About 227,000 of the lead wires were sold worldwide before the manufacturer acknowledged that the insulation surrounding the wire may be prone to decay and erode, leaving exposed wires inside patients. This has caused many users to experience unnecessary shocks, or for the defibrillator to fail.
In a study published earlier this month in the medical journal Heart Rhythm, researchers from Denmark’s Aalborg University Hospital indicate that Riata and Riata ST defibrillator leads with insulation failures that result in externalized conductors (EC) are more likely to cause electrical abnormalities that could endanger those implanted with them.
In late 2010, St. Jude removed the leads from the market amid reports of insulation failure, and a warning letter was sent to doctors about the risk of problems in late 2011, which the FDA classified as a St. Jude Riata recall. However, it is estimated that nearly 80,000 of the leads remain active in patients in the United States, as the process of attempting to remove the lead is risky and doctors often recommend keeping the defective lead in place unless there is evidence that it has failed.
According to the new study, researchers suggest that the risk of problems with the leads may be worse than they first appeared, with issues more likely to develop the longer they are implanted.

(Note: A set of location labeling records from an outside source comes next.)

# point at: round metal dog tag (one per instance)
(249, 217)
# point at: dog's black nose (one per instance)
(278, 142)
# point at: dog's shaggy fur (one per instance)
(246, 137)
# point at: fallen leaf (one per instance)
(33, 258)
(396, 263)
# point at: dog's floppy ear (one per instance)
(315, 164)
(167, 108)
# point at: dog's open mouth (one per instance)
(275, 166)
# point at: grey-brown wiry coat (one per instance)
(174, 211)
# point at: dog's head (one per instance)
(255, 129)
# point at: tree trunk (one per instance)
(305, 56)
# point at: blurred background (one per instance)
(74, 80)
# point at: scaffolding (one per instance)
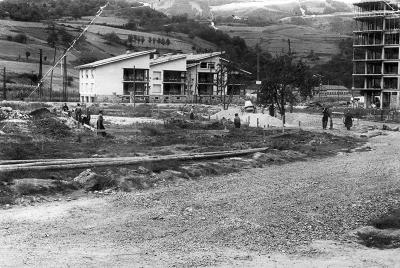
(376, 43)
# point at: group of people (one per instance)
(327, 116)
(85, 118)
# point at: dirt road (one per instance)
(292, 215)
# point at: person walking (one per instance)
(78, 113)
(236, 121)
(348, 120)
(325, 117)
(100, 125)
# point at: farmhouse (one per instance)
(332, 91)
(146, 76)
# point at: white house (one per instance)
(168, 76)
(114, 78)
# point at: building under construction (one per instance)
(376, 52)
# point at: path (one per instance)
(293, 215)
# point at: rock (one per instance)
(90, 181)
(258, 155)
(6, 109)
(143, 170)
(170, 175)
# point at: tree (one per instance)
(227, 74)
(130, 39)
(283, 75)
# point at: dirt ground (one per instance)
(299, 214)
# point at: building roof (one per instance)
(332, 87)
(115, 59)
(241, 70)
(167, 58)
(191, 65)
(198, 57)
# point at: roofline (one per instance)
(239, 69)
(115, 59)
(166, 59)
(208, 55)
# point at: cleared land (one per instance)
(289, 212)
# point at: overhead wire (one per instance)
(99, 12)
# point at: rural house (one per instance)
(145, 76)
(167, 77)
(332, 91)
(114, 79)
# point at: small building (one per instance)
(332, 92)
(145, 76)
(116, 78)
(168, 77)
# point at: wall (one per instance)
(108, 78)
(176, 65)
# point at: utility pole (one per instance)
(40, 73)
(4, 84)
(51, 77)
(65, 80)
(134, 87)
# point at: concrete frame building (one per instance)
(376, 52)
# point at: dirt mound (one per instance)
(90, 181)
(30, 186)
(41, 113)
(52, 127)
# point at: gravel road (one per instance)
(292, 215)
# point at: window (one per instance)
(156, 89)
(156, 75)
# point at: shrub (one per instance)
(20, 38)
(391, 220)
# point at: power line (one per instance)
(99, 12)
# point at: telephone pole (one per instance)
(4, 85)
(40, 73)
(65, 80)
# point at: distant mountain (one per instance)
(272, 10)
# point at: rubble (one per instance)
(90, 181)
(7, 113)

Researchers looked at data on 295 patients with recalled Riata leads. Among them, they found 34 externalized conductors and 19 electrical abnormalities. According to the researchers, those with externalized conductors due to failed insulation were more than four times more likely to suffer an electrical abnormality.
In 15 cases, doctors and patients decided to extract the leads. The researchers report that there were two major complications during those lead extraction surgeries.

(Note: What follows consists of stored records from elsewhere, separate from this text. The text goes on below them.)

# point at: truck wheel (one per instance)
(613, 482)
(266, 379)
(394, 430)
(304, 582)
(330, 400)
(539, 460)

“The development of EC is a dynamic process despite long lead dwell time,” the researchers concluded. “ECs are associated with a higher risk of electrical abnormalities. Therefore, lead replacement should be considered, especially in patients with long life expectancy.”
St. Jude Riata Lawsuits
In August 2012, the FDA issued a safety communication in response to concerns among individuals who still have one of the recalled St. Jude Riata or Riata ST leads, recommending that individuals undergo x-ray or other imaging exams to monitor the condition of the leads.
Several hundred patients who received the recalled wires are now pursuing St. Judge Riata lawsuits, alleging that the manufacturer sold a defective and dangerous medical device and failed to disclose the risk of early failure.
Unlike many mass litigation cases involving medical devices or drugs, the St. Jude cases have not been consolidated as part of an MDL, or multidistrict litigation. This has led to conflicting rulings regarding preemption, with some courts finding that the cases are barred, because the device was approved by the FDA.